Question

Cross-section view of a prism is the equilateral triangle ABC shown in the figure. The minimum deviation is observed using this prism when the angle of incidence is equal to the prism angle. The time taken by light to travel from P (midpoint of BC) to A is ________ $\times 10^{-10}$ s. (Given, speed of light in vacuum $= 3 \times 10^8$ m/s and $\cos 30^\circ = \frac{\sqrt{3}}{2}$)
\begin{center} \includegraphics[width=0.3\textwidth]{prism_diagram} \end{center}

Hint:

For any prism at minimum deviation, remember the symmetry: \(r = A/2\).
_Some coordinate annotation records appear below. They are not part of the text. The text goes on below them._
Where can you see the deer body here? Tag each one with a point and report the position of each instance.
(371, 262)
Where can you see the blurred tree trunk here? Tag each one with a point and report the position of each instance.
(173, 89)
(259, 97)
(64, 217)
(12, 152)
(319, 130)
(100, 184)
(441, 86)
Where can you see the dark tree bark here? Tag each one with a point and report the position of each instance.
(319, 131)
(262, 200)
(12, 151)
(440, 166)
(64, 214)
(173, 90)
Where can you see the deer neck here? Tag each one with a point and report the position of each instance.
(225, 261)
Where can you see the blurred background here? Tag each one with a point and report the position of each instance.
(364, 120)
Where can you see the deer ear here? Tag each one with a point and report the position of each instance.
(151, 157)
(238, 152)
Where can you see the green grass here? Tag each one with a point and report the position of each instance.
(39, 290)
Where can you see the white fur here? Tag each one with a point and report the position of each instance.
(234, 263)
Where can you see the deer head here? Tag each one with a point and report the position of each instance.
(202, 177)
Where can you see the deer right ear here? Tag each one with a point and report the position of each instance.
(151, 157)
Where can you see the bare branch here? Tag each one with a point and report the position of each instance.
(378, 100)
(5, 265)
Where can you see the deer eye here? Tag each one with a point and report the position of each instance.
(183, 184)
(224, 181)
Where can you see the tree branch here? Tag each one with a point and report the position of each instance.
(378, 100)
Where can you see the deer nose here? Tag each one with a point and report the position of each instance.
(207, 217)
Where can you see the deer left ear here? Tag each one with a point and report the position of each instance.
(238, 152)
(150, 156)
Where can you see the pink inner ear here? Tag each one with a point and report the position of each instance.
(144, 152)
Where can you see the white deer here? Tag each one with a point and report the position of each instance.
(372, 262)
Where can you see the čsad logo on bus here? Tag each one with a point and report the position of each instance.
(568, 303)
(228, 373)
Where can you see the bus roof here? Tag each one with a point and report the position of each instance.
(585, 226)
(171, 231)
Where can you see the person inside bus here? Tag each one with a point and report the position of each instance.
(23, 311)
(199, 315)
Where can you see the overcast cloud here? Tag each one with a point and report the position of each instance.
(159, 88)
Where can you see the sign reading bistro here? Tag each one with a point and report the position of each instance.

This simplifies finding the refractive index significantly if the incidence angle is known.

Answer 1

Correct Answer: 5

Step 1: Understanding the Concept:
The time taken for light to travel a distance $d$ in a medium is $t = d/v$, where $v = c/\mu$ is the speed of light in the medium and $\mu$ is the refractive index.
Step 2: Key Formula or Approach:
1. For an equilateral triangle, prism angle \( A = 60^\circ \).
2. At minimum deviation: \( r_1 = r_2 = A/2 = 30^\circ \).
3. Snell's Law: \( \mu = \frac{\sin i}{\sin r} \).
Step 3: Detailed Explanation:
Given: \( i = A = 60^\circ \).
Calculate refractive index \(\mu\):
\[ \mu = \frac{\sin 60^\circ}{\sin 30^\circ} = \frac{\sqrt{3}/2}{1/2} = \sqrt{3} \]
Calculate velocity of light in prism:
\[ v = \frac{c}{\mu} = \frac{3 \times 10^8}{\sqrt{3}} = \sqrt{3} \times 10^8 \text{ m/s} \]
Calculate distance PA:
In an equilateral triangle with side \( a = 10 \) cm, the height \( h \) (distance PA) is:
\[ h = \frac{\sqrt{3}}{2} a = \frac{\sqrt{3}}{2} \times 10 = 5\sqrt{3} \text{ cm} = 5\sqrt{3} \times 10^{-2} \text{ m} \]
Calculate time taken:
\[ t = \frac{h}{v} = \frac{5\sqrt{3} \times 10^{-2}}{\sqrt{3} \times 10^8} = 5 \times 10^{-10} \text{ s} \]
Step 4: Final Answer:
The time taken is \( 5 \times 10^{-10} \) s. The numerical value is 5.